Il deja vu e la rabbia
Eppure quei volti li abbiamo giù visti. Vittoria e Riccardo sono marito e moglie. Abitano in una delle casette del Carburo. Nel dicembre del 2014 furono intervistati dal Tirreno dopo un violento acquazzone. Persero tutto quello che avevano tra le mura domestiche. Undici anni dopo, siamo punto e a capo. «Mi dica lei che valore ha questa casa se dovessi metterla in vendita? – attacca Riccardo – undici anni fa abbiamo pagato di tasca nostra i lavori e abbiamo ricomprato tutto, non abbiamo visto un centesimo.

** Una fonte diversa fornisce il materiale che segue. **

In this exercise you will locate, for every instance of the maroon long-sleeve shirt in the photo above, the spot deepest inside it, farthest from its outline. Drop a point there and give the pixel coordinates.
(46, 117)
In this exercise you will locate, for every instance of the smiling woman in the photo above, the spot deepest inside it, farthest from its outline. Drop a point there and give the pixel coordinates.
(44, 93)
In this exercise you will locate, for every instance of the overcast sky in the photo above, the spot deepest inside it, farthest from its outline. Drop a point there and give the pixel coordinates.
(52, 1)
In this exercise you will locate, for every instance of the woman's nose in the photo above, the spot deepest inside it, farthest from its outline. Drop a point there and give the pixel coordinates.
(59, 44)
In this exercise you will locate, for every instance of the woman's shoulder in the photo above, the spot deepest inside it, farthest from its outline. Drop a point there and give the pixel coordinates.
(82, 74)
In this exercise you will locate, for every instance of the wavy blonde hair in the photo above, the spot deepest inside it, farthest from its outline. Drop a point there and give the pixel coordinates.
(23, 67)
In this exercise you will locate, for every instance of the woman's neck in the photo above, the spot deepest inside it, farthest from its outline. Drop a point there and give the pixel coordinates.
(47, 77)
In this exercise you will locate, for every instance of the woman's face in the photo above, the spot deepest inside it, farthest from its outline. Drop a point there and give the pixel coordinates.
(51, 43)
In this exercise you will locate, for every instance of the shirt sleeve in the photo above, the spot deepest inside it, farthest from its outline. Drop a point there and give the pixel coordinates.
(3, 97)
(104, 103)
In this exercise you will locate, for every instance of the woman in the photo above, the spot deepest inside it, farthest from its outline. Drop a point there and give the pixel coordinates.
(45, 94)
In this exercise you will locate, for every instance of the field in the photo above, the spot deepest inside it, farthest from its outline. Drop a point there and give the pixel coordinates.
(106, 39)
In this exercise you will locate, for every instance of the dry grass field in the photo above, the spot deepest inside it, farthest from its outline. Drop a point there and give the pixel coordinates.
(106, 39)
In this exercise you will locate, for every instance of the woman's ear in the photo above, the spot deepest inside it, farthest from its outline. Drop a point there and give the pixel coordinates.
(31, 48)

E ora?». Vittoria rincara la dose quando gli chiediamo se prevale più il ricordo della paura della sera precedente o la rabbia. «Guardi, entrambe le cose». «Avrebbero dovuto eseguire i lavori di messa in sicurezza della strada, c’era un’ordinanza del Comune, ma è sparita», attacca. Poi punta l’attenzione sulle pompe idrovore comunali che, in caso di nubifragio «avrebbero dovuto aiutare. Non sappiamo se hanno funzionato a dovere, qualcuno ce lo spieghi». Il sistema di pompaggio dell’acqua, secondo quanto riferito dal sindaco, era state messe ko da un blackout ma, durante l’evento, è state attivato dagli operatori della ditta incaricata della manutenzione. Ma non è bastato. Esigono delle risposte al Carburo e nel resto dell’isola. Perché, pur riconoscendo la portata dell’evento, nessuno qua intende rassegnarsi a vivere in una trappola idrogeologica. A forza di colpi di ramazza il fango se ne andrà anche al Carburo, certo. Ma i problemi no, quelli restano.